交通事故に遭ったわけではないようだが、口の端から泡を吐いている。しかし道行く人々は誰も見向きもしない。彼は不愉快な気分でその女の手をとり肩を揺すった。明るい色の髪が滑らかに揺れ、手にさらりと触れた。それは僅かに濡れており、幾度も通り過ぎるトラックの光を受けるたびに輝く。
美しい人であった。
N氏は緊張した……ようだ。本人は語らなかったが、どうせそうに違いない。
すぐに女は気を取り戻したが、動くことができないので家まで連れていってくれと頼んだ。彼は渋々了解し、彼女のアパートまで負ぶってやった。

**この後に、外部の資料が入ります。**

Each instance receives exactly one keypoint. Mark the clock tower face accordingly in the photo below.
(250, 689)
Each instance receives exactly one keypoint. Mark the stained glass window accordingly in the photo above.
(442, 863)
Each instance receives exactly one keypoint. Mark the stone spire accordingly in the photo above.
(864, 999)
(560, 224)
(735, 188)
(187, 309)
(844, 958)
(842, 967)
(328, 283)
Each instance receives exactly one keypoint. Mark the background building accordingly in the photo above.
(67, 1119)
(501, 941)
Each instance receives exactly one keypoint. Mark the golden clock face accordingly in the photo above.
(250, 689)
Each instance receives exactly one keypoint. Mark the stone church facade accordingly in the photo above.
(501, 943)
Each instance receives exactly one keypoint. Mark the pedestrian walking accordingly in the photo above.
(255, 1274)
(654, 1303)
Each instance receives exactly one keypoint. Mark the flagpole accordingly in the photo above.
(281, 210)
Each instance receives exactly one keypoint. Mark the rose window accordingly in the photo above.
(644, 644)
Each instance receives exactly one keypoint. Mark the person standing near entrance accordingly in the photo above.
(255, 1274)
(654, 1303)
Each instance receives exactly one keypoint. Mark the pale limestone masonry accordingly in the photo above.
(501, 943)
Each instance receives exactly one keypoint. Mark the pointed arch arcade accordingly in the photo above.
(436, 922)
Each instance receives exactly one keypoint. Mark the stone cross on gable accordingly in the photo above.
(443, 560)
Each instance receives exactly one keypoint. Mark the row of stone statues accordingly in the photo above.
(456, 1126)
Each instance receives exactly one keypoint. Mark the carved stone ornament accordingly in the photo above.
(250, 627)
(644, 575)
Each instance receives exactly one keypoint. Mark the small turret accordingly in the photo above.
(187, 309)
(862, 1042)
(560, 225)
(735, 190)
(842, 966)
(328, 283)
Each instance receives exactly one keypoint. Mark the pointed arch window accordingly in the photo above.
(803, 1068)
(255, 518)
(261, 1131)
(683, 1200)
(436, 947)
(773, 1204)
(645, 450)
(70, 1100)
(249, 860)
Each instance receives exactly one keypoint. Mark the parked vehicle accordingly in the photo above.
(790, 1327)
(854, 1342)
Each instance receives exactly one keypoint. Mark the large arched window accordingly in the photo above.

部屋には食べたばかりのカップ麺や缶ビールが散乱していた。湿った万年床に彼女を寝かせる。スーツの上着をハンガーに掛け、水を飲ませてやった。
するとその女はN氏に抱きつき、どこへも行くなと泣くのである。切れ長の目から流れる涙。何があったかは知らないが、しばし膝枕をしてやるとまた眠りに落ちた。安らぎを絵にかけばこうであろう、という顔だったらしい。
仕方なしに部屋を片付け飯を炊くと、棚の上にお稲荷様を奉っているのがわかった。もしやと思い、眉に唾をつけるとそこは雑草が腰まで伸びた空き地であった。
N氏はすがりつく女を引きはがし、走って逃げた。追う女は次第に狐へと変化しつつも、淋しくてやっただけだと言い続ける。
彼は息も切れ切れになりながら駅までやってきた。大声で助けを求めていた。
そこへたまたま出くわした私は、スーパーの袋から買ったばかりの油揚げを引っ張り出してバラ撒いた。黄金色の四角形は風に遊ばれ交差点に落ちた。
走ってきた女は油揚げに吸い寄せられるように飛び出し、トラックに撥ねられあえなく死んでしまった。
道に残った大きな狐の死骸を車たちが迷惑げに避けていく。
私は彼を助けたのである。だからN氏が落ち込んだ顔をしたのも私のせいではないし、時折何か言いたげにこちらを見るのも筋違いである。
私は悪いことはしていない。絶滅したと思われていたこの名呑町最後の大狐だったとわかっても動じはしない。あの狐は生存競争に負けただけ、こんなことは世にいくらでも起きていることである。
そうN氏に伝えると頷いた。頷いたが目を合わせなかった。
彼が墓を作るというので、私はついていって穴を掘って埋めるのだけは手伝った。
私がN氏を手伝う?
妙な空模様に気分がおかしくなったのかもしれない。
そんな天気を「狐の嫁入り」と呼ぶのを初めて知ったのは――あれはいつだったか。